Earlier this year, hip-hop artist Mos Def was arrested in South Africa. He was stopped trying to exit the country with a World Passport, an obscure travel document that holds little legal bearing and often represents more of a political or symbolic message of a world without borders.


While some countries will accept the document, for the most part it is viewed as a fantasy travel document and can get you in a bit of legal trouble. To learn more about the document I spoke with JustFly. An online travel agency, JustFly saw an uptick in questions about these kinds of documents over the last few months and has done their homework to find out the story behind the World Passport.

The World Passport was invented in 1954 by Garry Davis. The Founder of the World Service Authority, Davis was a stage actor and World War II Veteran who later went on to promote the idea of being a world citizen, even running in various American elections. While he died in 2013, he did receive some acclaim for offering both Julian Assange and Edward Snowden World Passports after their whistleblowing efforts got them into legal trouble. World Passports are freely available on the World Service Authority’s website, with prices starting at $45 for a three year passport.

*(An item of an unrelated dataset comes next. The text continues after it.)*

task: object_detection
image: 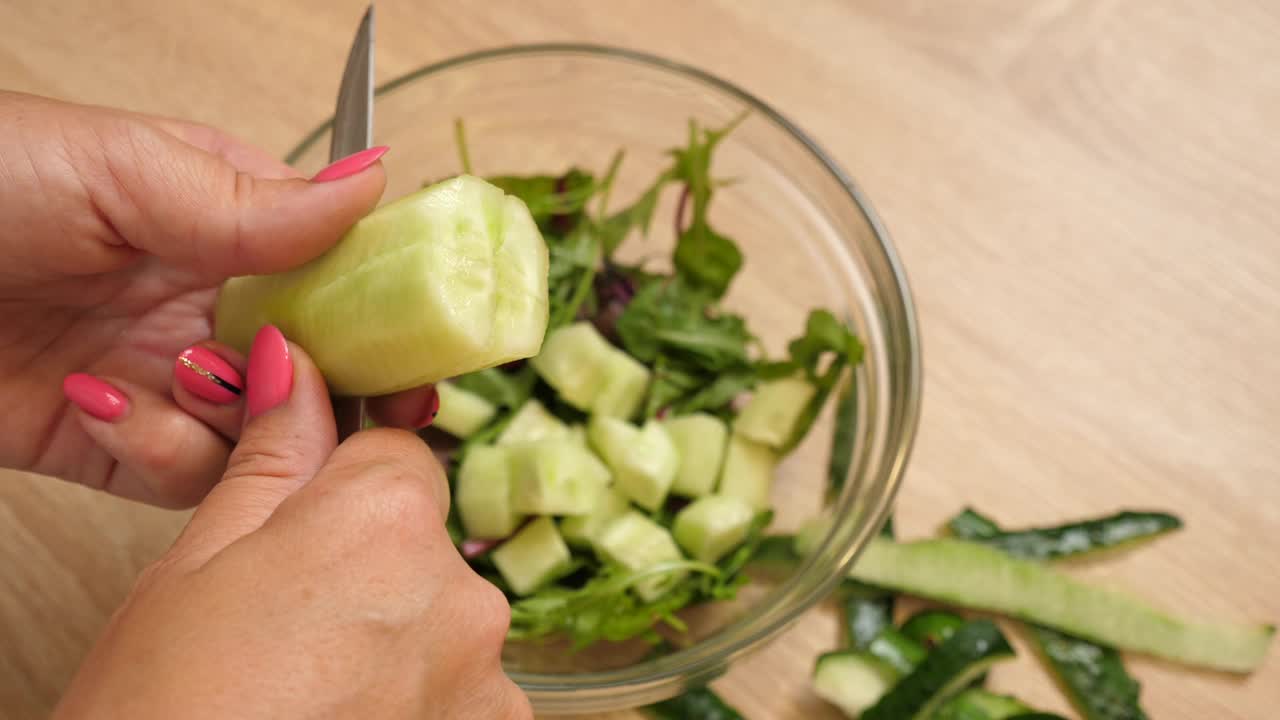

So, what does a World Passport look like. Well, it looks like a passport, but it does have some unique features. Coming in at 42 pages, the document features writing in English, French, Russian, Spanish, Arabic, Chinese, and Esperanto. It also contains sections on medical history and organizational affiliations. Features later added include a “ghost photo”, plastic film covering, and a scannable barcode so it can be read by machines.

In terms of authenticity and its history of acceptance, it has varied over the last half century. The World Service Authority claims that the passport has, at one point, been accepted in 180 countries. This has been attributed by world governments as a mistake involving whimsical border guards and customs officials. More often than not, the user of the passport ends up being arrested. This includes Davis, who was arrested over 20 times for using his World Passport. As it stands, there are potentially seven countries that may allow a World Passport holder to enter their respective countries. This includes Burkina Faso, Ecuador, Mauritania, Tanzania, Togo, Vatican City, and Zambia.

Some notable people with World Passports according to JustFly’s review include Edward Snowden, Julian Assange, and Yasiin Bey (Mos Def). Former holders include former US President Dwight D. Eisenhower and Vaclav Havel, the last Prime Minister of Czechoslovakia.